Wenn ich Thun-Trainer wäre… Wie philosophiere ich doch am Mittagstisch vor meinen Eltern: Ich würde Guldan von Beginn an auf Sermeter ansetzen. Guldan soll mit hartem Einsteigen erreichen, dass Gügi entweder angeschlagen raus muss oder völlig genervt Rot sieht. Nie hätte ich in diesem Moment gedacht, dass das Duell Guldan - Gügi bereits in den ersten sieben Minuten das Spiel entscheidet. Schon nach rund 20 Sekunden trifft Guldan nicht etwa den Ball, sondern… gar nichts! Der Ball kommt zu Gügi und Rüfä motzt schon schwarzmalerisch „Schau, jetzt schiesst Aarau das 1:0.“ Und tatsächlich: Gügi schiesst das 1:0. Es kommt noch schlimmer. Sieben Minuten später ist Thun nah der Mittellinie im Ballbesitz. Genauer gesagt: Guldan hat den Ball. Doch geradezu unmotiviert verliert er den Ball. Er will die Situation retten, doch sein Befreiungsschlag wird zur idealen Vorlage für Gügi. Hallo Guldan, ihr spielt nicht im selben Team! Gügi schiesst scharf, Bettoni lenkt den Ball ab – Richtung Zahnd, der völlig falsch oder besser gesagt gar nicht reagiert. So prallt der Ball von Zahnd ins eigene Tor ab. 2:0. In diesem Moment wünsche ich mir, Guldan würde überhaupt nicht auf dem Platz stehen.
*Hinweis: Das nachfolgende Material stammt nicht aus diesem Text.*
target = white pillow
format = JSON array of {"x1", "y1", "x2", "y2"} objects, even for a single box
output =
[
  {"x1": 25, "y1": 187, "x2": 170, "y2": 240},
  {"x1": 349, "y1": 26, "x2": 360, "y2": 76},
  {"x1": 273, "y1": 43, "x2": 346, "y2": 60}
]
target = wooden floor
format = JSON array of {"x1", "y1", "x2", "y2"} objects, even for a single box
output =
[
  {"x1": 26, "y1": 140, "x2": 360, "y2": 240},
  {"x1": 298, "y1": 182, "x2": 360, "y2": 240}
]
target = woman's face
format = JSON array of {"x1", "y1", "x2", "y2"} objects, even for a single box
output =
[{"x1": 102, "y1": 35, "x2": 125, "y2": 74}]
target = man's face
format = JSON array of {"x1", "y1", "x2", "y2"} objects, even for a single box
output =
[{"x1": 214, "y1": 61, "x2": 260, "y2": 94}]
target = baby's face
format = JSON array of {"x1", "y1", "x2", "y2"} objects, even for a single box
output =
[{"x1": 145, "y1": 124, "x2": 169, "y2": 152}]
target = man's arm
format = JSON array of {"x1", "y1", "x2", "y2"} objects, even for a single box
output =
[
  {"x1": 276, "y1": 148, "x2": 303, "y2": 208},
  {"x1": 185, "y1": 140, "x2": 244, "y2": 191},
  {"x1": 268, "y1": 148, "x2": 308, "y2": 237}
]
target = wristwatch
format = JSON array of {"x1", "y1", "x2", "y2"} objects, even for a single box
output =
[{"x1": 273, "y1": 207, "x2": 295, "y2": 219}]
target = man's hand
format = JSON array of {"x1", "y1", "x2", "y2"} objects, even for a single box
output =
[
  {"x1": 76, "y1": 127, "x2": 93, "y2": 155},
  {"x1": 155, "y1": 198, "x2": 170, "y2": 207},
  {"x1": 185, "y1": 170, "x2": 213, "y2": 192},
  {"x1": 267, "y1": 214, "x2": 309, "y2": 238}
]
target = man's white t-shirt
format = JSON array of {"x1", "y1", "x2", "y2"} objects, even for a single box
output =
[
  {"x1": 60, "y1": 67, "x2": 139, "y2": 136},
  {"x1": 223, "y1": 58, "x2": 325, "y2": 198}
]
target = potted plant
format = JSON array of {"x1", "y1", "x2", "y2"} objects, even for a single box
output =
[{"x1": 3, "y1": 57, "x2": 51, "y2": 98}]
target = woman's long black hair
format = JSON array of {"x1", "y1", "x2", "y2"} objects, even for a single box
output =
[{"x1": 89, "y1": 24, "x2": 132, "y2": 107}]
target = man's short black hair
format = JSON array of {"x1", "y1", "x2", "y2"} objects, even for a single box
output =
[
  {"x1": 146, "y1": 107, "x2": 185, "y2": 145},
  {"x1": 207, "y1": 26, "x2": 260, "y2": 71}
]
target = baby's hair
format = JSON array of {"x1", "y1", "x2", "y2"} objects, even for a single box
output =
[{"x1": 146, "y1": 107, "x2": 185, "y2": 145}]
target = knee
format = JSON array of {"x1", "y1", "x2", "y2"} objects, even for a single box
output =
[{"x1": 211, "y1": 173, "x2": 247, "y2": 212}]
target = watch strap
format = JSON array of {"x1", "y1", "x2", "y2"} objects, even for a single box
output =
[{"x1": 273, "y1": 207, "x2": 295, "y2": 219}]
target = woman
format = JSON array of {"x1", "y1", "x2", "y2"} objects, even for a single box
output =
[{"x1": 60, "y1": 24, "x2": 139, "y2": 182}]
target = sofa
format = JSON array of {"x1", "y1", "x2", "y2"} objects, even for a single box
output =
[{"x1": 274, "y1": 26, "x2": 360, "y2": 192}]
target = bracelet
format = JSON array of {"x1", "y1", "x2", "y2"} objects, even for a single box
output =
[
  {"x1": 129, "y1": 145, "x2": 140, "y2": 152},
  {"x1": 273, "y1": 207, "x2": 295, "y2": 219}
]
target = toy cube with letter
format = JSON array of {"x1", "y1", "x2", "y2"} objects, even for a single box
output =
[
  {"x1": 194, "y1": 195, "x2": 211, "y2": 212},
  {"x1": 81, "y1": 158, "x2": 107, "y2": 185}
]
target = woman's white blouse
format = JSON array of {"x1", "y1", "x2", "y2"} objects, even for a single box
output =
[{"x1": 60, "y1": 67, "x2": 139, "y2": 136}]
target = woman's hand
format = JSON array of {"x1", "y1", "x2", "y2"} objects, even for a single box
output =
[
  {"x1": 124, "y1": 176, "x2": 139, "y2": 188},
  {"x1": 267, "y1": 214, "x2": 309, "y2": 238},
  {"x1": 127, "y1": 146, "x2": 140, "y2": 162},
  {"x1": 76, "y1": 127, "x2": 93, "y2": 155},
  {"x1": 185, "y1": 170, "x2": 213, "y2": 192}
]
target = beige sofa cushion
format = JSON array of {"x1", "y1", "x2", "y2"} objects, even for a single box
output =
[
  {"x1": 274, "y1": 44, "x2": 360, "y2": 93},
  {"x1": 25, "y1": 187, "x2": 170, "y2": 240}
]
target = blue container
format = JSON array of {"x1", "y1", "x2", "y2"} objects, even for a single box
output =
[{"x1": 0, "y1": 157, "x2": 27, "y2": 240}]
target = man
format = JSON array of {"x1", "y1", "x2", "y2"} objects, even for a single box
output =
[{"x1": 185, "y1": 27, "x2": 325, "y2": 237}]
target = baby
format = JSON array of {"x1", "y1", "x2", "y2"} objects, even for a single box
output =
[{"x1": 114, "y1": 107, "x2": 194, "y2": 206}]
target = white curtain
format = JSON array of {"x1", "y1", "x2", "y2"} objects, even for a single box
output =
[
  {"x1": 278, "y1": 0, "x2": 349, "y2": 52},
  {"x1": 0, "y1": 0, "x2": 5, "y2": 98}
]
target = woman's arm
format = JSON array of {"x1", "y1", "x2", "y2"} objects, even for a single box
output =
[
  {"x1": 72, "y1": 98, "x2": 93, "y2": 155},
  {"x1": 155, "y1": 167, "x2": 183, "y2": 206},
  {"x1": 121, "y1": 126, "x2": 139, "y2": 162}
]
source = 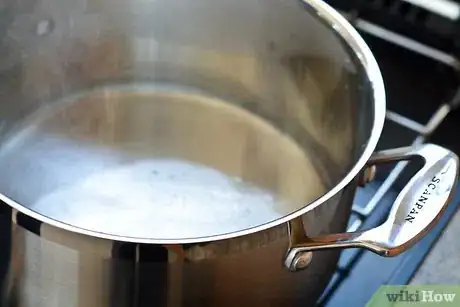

Wie habe ich doch am Donnerstag im Landboten geschrieben: „Triumphsaison der todgesagten Thun!?“ Beim Durchblättern der Zeitung dachte ich noch, der verschlimmbesserte Fallfehler sei das einzige Falsche an diesem Satz. Nach acht Spielminuten gegen Aarau beginne ich dagegen zu begreifen, dass Thun zu recht todgesagt wird. Diese Mannschaft ist faktisch tot. Kein Talent, kein Können, kein Teamspirit und schon gar kein Kampfgeist. Die erste halbe Stunde ist ganz einfach nur schlimm. Sehr schlimm. Aarau müsste sogleich drei weitere Tore schiessen. Und das bei einer absoluten Normalleistung. Aber bei Thun kommen heute halt nur gleich drei Spieler auf ihre Normalform: Bettoni, Gerber und… Ferreira.
In der 31. Minute erzielt Ferreira nach einem ausnahmsweise brauchbaren Angriff tatsächlich das 1:2. Gemäss einem Security soll van Eck in diesem Moment geklatscht und seinen Spielern lauwarm zugerufen haben. Heile Welt in Thun. Ganz nach dem Motto: Gegen Aarau liegt sicher auch mit Schlafwagenfussball ein Punkt drin. Ja genau…
Zur Pause sind die Diskussionen in der Fankurve von Fluchwörtern und Verdächtigungen geprägt. Plötzlich will jeder Fan Spieler am Thunfest gesehen haben, natürlich Alkohol konsumierend. Jedenfalls am Freitag. Wobei Einzelne wirklich so spielen, als hätten sie einen 2-Tages-Bändel getragen.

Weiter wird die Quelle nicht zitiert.